Pathologists should use Formalin-Fixed, Paraffin-Embedded (FFPE) specimens or fresh frozen or alcohol-fixed specimens for PCR based EGFR mutation tests. EGFR and ALK testing can be performed with cytology samples, with cell blocks being preferred over smear preparations.

5) How should EGFR testing be performed?

EGFR testing should detect mutations in samples composed of as few as 50% tumor cells, although sensitivity to detect mutations in samples containing > 10% tumor cells is strongly encouraged. Sensitizing EGFR mutations with a population frequency of at least 1% should be reported. IHC for total EGFR as well as EGFR copy number analysis by FISH (Fluorescence In Situ Hybridization) is not recommended.

6) What is the role of KRAS analysis in selecting patients for targeted therapy with EGFR TKIs?

KRAS mutations are common (30%) in lung adenocarcinomas and mutually exclusive with EGFR and ALK. Testing for KRAS may be performed initially to exclude KRAS mutated tumors from EGFR and ALK testing but KRAS mutation testing is not recommended as a sole determinant of EGFR-targeted therapy.

7) What additional testing considerations are important in the setting of secondary or acquired EGFR TKI resistance?

If a laboratory performs testing on specimens from patients with acquired resistance to EGFR kinase inhibitors, such tests should be able to detect the secondary EGFR T790M mutation in as few as 5% of cells.

8) What methods should be used for ALK testing?

ALK FISH assay using dual labeled break-apart probes should be used for selecting patients for ALK TKI therapy. ALK IHC, if carefully validated, may be considered as a screening methodology to select specimens for ALK FISH testing. RT-PCR (Reverse Transcription–Polymerase Chain Reaction) is not recommended as an alternative to FISH, for selecting patients for ALK inhibitor therapy.

9) Are other molecular markers suitable for testing in lung cancer?

Testing for EGFR should be prioritized over other molecular markers in lung adenocarcinoma followed by testing for ALK. Testing for ROS1 and RET rearrangements may soon become a part of the guidelines.

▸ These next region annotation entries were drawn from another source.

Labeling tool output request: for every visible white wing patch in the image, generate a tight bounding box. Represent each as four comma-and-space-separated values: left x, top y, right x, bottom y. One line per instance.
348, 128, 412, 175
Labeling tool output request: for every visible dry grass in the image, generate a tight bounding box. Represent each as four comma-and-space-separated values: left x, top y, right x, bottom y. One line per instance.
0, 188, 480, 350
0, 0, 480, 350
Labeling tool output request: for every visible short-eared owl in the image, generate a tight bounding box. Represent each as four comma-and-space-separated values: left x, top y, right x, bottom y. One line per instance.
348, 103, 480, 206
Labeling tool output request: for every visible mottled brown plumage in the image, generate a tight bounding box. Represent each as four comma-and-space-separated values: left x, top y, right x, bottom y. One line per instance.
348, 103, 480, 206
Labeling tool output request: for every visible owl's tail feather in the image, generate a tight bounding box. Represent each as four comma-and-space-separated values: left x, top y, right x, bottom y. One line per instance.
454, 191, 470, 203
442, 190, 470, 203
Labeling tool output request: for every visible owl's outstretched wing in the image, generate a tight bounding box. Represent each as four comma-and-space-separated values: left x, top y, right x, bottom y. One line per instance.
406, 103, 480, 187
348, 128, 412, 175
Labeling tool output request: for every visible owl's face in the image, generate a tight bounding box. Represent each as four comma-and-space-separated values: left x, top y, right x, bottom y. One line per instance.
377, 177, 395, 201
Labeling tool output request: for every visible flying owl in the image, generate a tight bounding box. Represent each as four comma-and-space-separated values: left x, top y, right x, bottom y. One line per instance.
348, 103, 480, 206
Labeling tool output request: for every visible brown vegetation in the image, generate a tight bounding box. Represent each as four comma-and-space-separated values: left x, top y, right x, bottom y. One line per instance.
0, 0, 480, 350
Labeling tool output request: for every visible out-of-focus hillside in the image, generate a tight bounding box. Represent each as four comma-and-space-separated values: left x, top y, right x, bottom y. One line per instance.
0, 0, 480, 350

10) How should molecular testing of lung adenocarcinomas be implemented and operationalized?

Pathology departments should establish a process wherein tissue (blocks or unstained slides) is sent to outside molecular laboratories within 3 days of receiving a request and to in house molecular laboratories within 24 hours. Results should be available within 2 weeks and reported in a format that is easily understood by oncologists and nonspecialist pathologists.

Leighl NB, Rekhtman N, Biermann WA, et al. J Clin Oncol 2014;32:3673-3679

JAKAFI® (Ruxolitinib)

The FDA on December 4, 2014 approved JAKAFI® for the treatment of patients with Polycythemia Vera (PV) who have had an inadequate response to or are intolerant of Hydroxyurea (HU). JAKAFI® is a product of Incyte Corporation.